From a business perspective it makes perfect sense. If you hold cardholder data those companies responsible for the cards (Visa, Mastercard et al) need to know that you're holding the data securely. By being compliant, both your customers and the banks can trust your company. Additionally, you show you're staying within the law. PCI compliance stipulates you cannot store all the card data. You can store credit card type, card number, cardholder name, start and expiry dates. You cannot, however, store the 3 digit code on the back of the card.
The amount of work you will need to do in order to become PCI compliant depends on your network infrastructure topology and security standards and policies already in place. If you need to accept payments via your site, you can use paypal or set up a merchant account and get an SSL certificate for secure online transactions.

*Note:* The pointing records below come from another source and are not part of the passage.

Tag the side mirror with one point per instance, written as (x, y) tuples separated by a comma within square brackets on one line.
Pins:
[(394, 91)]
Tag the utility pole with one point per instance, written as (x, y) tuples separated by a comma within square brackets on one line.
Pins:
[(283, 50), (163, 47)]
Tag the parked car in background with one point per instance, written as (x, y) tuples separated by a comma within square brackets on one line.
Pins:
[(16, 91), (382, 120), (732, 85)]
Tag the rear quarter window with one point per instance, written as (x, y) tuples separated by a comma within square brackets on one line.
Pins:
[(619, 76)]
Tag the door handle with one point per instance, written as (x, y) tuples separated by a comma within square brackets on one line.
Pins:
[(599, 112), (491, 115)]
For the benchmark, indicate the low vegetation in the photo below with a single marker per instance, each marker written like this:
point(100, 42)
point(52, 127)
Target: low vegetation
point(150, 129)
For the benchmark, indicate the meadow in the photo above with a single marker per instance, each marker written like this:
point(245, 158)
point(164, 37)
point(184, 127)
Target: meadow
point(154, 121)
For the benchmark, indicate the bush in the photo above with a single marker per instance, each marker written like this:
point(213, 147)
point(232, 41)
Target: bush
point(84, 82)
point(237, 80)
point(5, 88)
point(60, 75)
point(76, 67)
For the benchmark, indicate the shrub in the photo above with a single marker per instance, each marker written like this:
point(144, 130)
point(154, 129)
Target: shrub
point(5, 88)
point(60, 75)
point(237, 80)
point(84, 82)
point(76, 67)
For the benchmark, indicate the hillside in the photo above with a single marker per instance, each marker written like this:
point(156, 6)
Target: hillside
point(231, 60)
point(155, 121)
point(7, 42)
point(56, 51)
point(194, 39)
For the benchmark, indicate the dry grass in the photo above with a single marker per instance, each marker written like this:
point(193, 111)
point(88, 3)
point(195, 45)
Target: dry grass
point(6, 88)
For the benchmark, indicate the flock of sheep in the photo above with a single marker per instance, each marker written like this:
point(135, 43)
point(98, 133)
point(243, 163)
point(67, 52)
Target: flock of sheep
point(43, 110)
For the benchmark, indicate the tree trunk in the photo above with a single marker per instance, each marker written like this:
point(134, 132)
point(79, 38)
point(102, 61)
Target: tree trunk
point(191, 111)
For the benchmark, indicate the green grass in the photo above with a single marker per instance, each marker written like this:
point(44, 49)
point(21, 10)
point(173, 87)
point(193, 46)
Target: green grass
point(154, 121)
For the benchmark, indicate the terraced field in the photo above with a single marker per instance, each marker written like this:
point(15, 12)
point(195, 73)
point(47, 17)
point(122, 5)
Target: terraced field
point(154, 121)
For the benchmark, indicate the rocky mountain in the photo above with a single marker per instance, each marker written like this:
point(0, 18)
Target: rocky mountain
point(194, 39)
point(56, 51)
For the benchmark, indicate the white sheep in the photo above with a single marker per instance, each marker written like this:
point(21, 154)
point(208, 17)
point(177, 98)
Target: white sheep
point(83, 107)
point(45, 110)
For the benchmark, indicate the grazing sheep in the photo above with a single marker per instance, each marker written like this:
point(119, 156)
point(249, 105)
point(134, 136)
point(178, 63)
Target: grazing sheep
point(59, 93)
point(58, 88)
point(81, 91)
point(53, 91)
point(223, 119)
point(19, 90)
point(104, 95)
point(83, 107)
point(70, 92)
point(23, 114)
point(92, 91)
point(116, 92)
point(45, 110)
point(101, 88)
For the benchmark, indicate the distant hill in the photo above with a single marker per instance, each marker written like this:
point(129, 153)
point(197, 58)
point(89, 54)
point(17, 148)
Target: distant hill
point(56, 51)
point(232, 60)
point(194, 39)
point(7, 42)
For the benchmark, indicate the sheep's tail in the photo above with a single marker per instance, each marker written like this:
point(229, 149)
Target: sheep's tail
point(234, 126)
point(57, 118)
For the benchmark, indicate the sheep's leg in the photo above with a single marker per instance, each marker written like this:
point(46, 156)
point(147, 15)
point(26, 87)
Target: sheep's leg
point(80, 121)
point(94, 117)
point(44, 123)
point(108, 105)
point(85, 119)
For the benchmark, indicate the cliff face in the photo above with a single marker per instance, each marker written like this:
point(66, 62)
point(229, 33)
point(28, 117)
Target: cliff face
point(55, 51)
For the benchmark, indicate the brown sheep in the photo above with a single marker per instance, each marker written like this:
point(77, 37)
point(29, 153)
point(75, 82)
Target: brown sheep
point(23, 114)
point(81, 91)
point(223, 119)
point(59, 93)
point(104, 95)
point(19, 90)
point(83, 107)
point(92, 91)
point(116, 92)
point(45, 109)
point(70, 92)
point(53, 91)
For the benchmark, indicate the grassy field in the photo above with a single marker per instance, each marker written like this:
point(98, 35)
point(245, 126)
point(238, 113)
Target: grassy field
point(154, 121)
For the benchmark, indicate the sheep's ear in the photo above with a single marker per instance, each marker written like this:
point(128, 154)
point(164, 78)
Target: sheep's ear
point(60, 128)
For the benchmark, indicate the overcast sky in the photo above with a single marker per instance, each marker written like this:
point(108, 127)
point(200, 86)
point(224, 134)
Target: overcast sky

If you need to hold credit card data you need to ensure the presentation layer (GUI) and data layer (database) are separated by a firewall. Your presentation layer also needs to be separated from the rest of your network by firewall. Credit card data stored in the database must be encrypted as do the passwords of users who may have access and ultimately be able to view the card details in clear text. Authentication should also be complex. The recommendation is a username, strong password and a security token (think RSA).
In order to do the above in a secure and logical fashion, this author recommends the use of VLANs for logical separation of various functional aspects of the network. Additionally by employing a DMZ and some intelligent routing, you can continue to update and patch your servers anti-virus and OS.
All traffic in and out of your network should be monitored. This may be done using a proxy server. My choice would be Squid as it's open source (and free, fast and reliable). My client has favoured Microsoft's ISA server (simple integration with the domain and fully supported). Both will do the jobs required.
Finally (for this post at least), your network requires a serious amount of logging. Should your network security be breached and credit card details be stolen, forensic data analysts will need to pore over your logs (dull for them and very costly for you). They should be able to trace all user activity - login time, folders opened and closed etc and timestamps for everything. Along with this you require network intrusion detection tools.